Thursday, January 8, 2009

East New Britain Province

I guess if Lae and Morobe are my PNG home away from home then the East New Britain Province is my holiday home away from home. I have spent a fair deal of time in the province and as mentioned once before in this blog, I never tire of watching Tavuvur, the active volcano.

The provincial heart of East New Britain is now Kokopo as much as those in Rabaul disbelieve, but the true business heart is on the other side of Simpson Harbour. Rabaul got dumped on in 1994 and covered with Ash from Tavuvur and Vulcan (original name for a Volcano) and despite rescue attempts to save the Town, it survives purely as a shipping port and tourist draw card. The ash which has now fallen in the last 12 months is ringing out the end of this once beautiful town. The people, who still live here, are ash coloured and depressed, the Frangipanis still hang in despite their leaves being continually darkened from the sun and the Mangoes of Mango Street are a thing of the past.

PNG almost gets tourism right here, and it is making inroads to improving what possibly could be a sustainable and economic future. Diving, Fishing, War History and the Volcano could all be a boom for this part of the Pacific.

I remember one time jumping into some very deep water just off Pidgin Island into a pod of Dolphins and for a brief moment I swam with these large mammals of the deep. I could hear their whistles and clicks and it is a very surreal feeling watching them play and swim around. The surrealism got even more intense as I then had the strongest feeling that one of the Dolphins was not looking at me, but through me, looking at something behind me and over my shoulder. I turned around in the water to see a rather large fish with a big pointy nose, an intense black eye and a long pointy tail. It was a close encounter with a shark.

I then started to try to walk/run on water whilst calling back to the crew on the boat to come and get me as there was a shark in the water. During my impression of a wounded seal I could only think of where the shark was and how fast was he going to hit my legs at. Well something was on my side because it was a whole minute later when I was picked up by the old Sea Cap’n and his boat, which was more than enough time for old Chompy to have a bite, but thankfully Sharky didn’t.

My pulse still elevates when I think of that big black eye in the water.

Don’t know what is safer, standing underneath Tavuvur is when it is chucking out molten VWs or swimming in the water...?


Tavurvur said...

I've ventured many a time to the Pidgin Islands.

Give me the sharks over the mountain any day.



Lucky-1 said...

Amazing photos......not sure which one is more powerful.

Steve Bennett said...

Thanks Tavurvur and Lucky-1,

After swimming accidently with a Great White 20 years ago, I'll take a big steaming Volcano first up!

Still can't help but jump in the water up here in PNG, the underwater life and the sea temp is simply gorgeous.

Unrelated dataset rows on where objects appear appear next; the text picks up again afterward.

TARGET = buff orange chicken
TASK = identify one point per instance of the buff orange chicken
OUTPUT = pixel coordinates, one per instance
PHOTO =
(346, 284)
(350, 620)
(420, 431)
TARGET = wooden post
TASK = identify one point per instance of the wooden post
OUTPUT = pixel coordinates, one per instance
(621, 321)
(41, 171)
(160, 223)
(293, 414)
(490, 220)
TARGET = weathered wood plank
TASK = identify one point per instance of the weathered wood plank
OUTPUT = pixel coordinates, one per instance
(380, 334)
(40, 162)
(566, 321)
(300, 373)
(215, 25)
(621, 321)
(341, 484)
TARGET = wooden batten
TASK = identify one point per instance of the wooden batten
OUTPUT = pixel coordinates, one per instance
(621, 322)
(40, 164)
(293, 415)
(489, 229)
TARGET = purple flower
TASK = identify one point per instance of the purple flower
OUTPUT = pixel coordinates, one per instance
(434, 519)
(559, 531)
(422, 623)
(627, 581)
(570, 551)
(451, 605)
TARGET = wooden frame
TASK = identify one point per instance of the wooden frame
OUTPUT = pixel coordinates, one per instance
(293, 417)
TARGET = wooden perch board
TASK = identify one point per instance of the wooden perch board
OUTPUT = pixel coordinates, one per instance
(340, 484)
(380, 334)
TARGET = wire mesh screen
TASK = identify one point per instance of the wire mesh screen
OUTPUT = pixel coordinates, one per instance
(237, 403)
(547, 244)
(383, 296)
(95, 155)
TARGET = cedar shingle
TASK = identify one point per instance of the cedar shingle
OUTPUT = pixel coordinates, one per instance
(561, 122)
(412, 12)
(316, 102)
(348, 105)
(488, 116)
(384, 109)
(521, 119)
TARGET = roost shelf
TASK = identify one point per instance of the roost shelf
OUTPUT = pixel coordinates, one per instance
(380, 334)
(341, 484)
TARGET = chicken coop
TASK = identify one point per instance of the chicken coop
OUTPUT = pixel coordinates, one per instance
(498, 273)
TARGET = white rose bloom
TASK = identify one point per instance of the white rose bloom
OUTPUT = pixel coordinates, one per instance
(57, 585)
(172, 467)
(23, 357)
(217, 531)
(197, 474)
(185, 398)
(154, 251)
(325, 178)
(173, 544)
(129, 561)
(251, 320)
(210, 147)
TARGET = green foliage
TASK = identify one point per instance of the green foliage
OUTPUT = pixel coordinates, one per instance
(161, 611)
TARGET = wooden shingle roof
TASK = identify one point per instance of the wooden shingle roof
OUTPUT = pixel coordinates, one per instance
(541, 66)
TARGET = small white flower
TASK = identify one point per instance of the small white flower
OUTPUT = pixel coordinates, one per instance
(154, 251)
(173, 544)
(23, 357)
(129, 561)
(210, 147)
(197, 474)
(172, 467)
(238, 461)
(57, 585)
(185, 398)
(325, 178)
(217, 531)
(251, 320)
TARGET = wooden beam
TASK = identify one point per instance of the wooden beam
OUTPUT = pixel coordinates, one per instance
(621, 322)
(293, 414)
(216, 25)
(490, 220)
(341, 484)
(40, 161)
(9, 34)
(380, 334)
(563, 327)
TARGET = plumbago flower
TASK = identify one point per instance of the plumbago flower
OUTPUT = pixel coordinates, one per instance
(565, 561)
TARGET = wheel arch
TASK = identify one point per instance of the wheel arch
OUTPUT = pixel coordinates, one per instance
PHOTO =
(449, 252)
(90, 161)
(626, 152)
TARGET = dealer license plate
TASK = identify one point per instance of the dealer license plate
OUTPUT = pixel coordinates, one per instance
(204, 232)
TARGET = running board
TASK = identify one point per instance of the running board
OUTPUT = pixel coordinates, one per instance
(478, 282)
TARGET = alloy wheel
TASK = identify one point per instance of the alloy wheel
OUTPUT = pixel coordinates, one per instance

And Lucky, I think the fact the Volcano shot is well set up and composed through a thoughtful process makes it an impressive shot, only the Volcano had to respond accordingly, but the shark shot was a "Holy Crap, there's a shark looking at me and I have my little underwater point and shoot camera set to movie-mode" makes that still a scarier image.

Both these two shots were taken on the same weekend.